I tried to use std::enable_if on a function parameter to trigger SFINAE. Compilation fails with this error:

type_nonsense.cpp:20:5: error: no matching function for call to 'c'
    c(SOME::VALUE);
    ^
type_nonsense.cpp:13:6: note: candidate template ignored: couldn't infer
      template argument 'T'
void c(typename std::enable_if<std::is_enum<T>::value, T>::type t) {}
     ^
1 error generated.

Moving the std::enable_if to either the return type or to a dummy template parameter works fine.
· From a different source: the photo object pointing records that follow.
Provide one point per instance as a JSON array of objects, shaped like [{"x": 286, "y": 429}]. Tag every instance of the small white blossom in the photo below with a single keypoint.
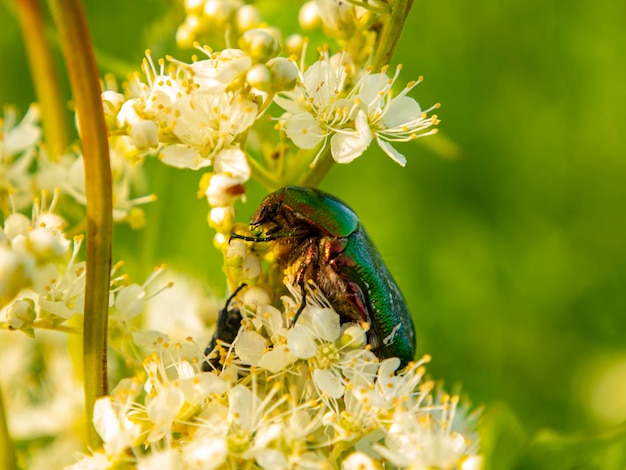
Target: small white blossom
[{"x": 321, "y": 109}]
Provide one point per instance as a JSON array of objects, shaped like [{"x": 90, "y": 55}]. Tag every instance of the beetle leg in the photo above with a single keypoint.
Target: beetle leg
[
  {"x": 306, "y": 260},
  {"x": 302, "y": 304}
]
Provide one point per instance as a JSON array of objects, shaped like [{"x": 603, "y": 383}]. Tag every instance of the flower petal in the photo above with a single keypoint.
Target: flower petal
[{"x": 391, "y": 152}]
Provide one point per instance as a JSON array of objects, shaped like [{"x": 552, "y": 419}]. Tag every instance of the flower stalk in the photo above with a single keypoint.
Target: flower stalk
[
  {"x": 45, "y": 77},
  {"x": 7, "y": 453},
  {"x": 78, "y": 53},
  {"x": 391, "y": 32}
]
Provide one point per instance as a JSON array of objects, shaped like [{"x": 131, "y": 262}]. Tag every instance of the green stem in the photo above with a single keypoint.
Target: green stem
[
  {"x": 7, "y": 453},
  {"x": 77, "y": 50},
  {"x": 390, "y": 35},
  {"x": 45, "y": 76}
]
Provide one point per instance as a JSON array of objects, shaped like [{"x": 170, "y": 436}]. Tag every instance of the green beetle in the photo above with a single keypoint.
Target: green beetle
[{"x": 321, "y": 238}]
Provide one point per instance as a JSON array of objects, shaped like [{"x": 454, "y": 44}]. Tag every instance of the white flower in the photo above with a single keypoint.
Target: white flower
[
  {"x": 393, "y": 119},
  {"x": 18, "y": 149},
  {"x": 168, "y": 459},
  {"x": 320, "y": 108},
  {"x": 16, "y": 270},
  {"x": 111, "y": 420},
  {"x": 359, "y": 461},
  {"x": 217, "y": 72},
  {"x": 206, "y": 124},
  {"x": 62, "y": 293},
  {"x": 127, "y": 175},
  {"x": 315, "y": 108}
]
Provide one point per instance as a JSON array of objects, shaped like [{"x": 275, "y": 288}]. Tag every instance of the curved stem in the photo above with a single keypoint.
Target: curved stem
[
  {"x": 7, "y": 453},
  {"x": 390, "y": 35},
  {"x": 78, "y": 53},
  {"x": 45, "y": 76}
]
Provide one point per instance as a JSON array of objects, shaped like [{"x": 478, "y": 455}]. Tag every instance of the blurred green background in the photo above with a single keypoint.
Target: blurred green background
[{"x": 510, "y": 252}]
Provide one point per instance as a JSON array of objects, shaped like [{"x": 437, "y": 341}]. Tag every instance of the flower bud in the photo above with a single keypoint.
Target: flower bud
[
  {"x": 259, "y": 44},
  {"x": 247, "y": 17},
  {"x": 21, "y": 314},
  {"x": 294, "y": 44},
  {"x": 219, "y": 12},
  {"x": 259, "y": 77},
  {"x": 112, "y": 103},
  {"x": 309, "y": 16}
]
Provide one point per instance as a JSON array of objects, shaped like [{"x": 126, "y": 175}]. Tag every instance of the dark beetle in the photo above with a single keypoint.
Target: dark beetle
[
  {"x": 228, "y": 323},
  {"x": 320, "y": 238}
]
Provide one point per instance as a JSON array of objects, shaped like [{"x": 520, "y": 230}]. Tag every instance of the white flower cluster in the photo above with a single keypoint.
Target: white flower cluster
[
  {"x": 26, "y": 169},
  {"x": 310, "y": 396},
  {"x": 42, "y": 280},
  {"x": 323, "y": 107}
]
Why?

---

#include <type_traits>

// Works
template <typename T, typename dummy = typename std::enable_if<std::is_enum<T>::value, T>::type>
void a(T t) {}

// Works
template <typename T>
typename std::enable_if<std::is_enum<T>::value, void>::type b(T t) {}

// Fails to compile
template <typename T>
void c(typename std::enable_if<std::is_enum<T>::value, T>::type t) {}

enum class SOME { VALUE };

int main() {
    a(SOME::VALUE);
    b(SOME::VALUE);
    c(SOME::VALUE);
}

Answer 1

A dependent type in a nested name specifier is a non-deduced context for template argument deduction, and as such cannot be used to determine the type of T. Placing the std::enable_if in either the return type or as a default template parameter works because the type of T isn't being deduced in those contexts.

If you need to place it as a parameter, you can do so like this:

template <typename T>
void c(T t, typename std::enable_if<std::is_enum<T>::value>::type* = nullptr) {}

This works because T is being deduced by the first argument, not the second.

Answer 2

For the one which fails to compile, T is not deductible.